European journal of soil science 2009 v.60 no.1 pp. 71-83
EDTA (chelating agent), acetates, calcite, carbonates, chemical reactions, chromatography, civil engineering, clay minerals, dolomite, ground cover plants, histidine, mathematical models, parents, prediction, quartz, rocks, soil, soil formation, soil solution, solubilization, solutes, water filters, weathering
Excavation of geological materials by civil engineering operations generates fresh parent rocks that are transferred from the deep layers to the surface in a very short time. Thus they are exposed to pedogenetic factors. Prediction of the characteristics and functioning (e.g. plant support and water filter) and impacts of the newly formed soils requires the knowledge of the pedogenetic processes affecting the parent materials (i.e. weathering, transport and neoformation). Reactive transport is here used to assess weathering processes of geological materials produced from the excavation of an underground laboratory in the Callovo-Oxfordian (COx) layer, subsequently disposed of on the soil surface and covered with plants. The COx layer (c. 150-100 million years) is mainly composed of quartz, calcite, dolomite and argillite (complex mixtures of phyllosilicates). COx samples collected between -456.6 and -482.5 m were submitted to eluto-frontal chromatography experiments in the presence of simple organic molecules exhibiting a range of chemical reactivity (i.e. acetate, oxalate, histidine and EDTA).

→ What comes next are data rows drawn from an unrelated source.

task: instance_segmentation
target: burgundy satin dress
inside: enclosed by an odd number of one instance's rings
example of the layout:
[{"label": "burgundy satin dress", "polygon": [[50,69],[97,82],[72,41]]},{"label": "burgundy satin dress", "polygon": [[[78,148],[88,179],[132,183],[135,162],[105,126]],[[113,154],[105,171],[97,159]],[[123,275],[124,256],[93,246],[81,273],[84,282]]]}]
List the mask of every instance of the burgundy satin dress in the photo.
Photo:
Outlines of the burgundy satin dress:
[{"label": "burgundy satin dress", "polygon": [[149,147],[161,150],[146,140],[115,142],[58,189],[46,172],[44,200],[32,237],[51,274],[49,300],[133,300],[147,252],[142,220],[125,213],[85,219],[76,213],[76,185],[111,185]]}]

Breakthrough curves of compounds contained in the COx material and mathematical modelling allowed the identification of the major chemical reactions taking place during weathering. Results showed that acidic and complexing organic compounds induced the partial solubilization of minerals and in some cases secondary precipitations. The early pedogenesis processes induced a strong release of minerals (Na, Ca, Mg) and transformation of clay minerals. Further evolution of COx material is dependent on the presence of carbonates, leading to carbonated soils such as Calcosols. Reactive transport experiments showed that early pedogenetic processes are of most importance as they produced strong changes in the parent material composition and released significant amounts of solutes into the soil solution.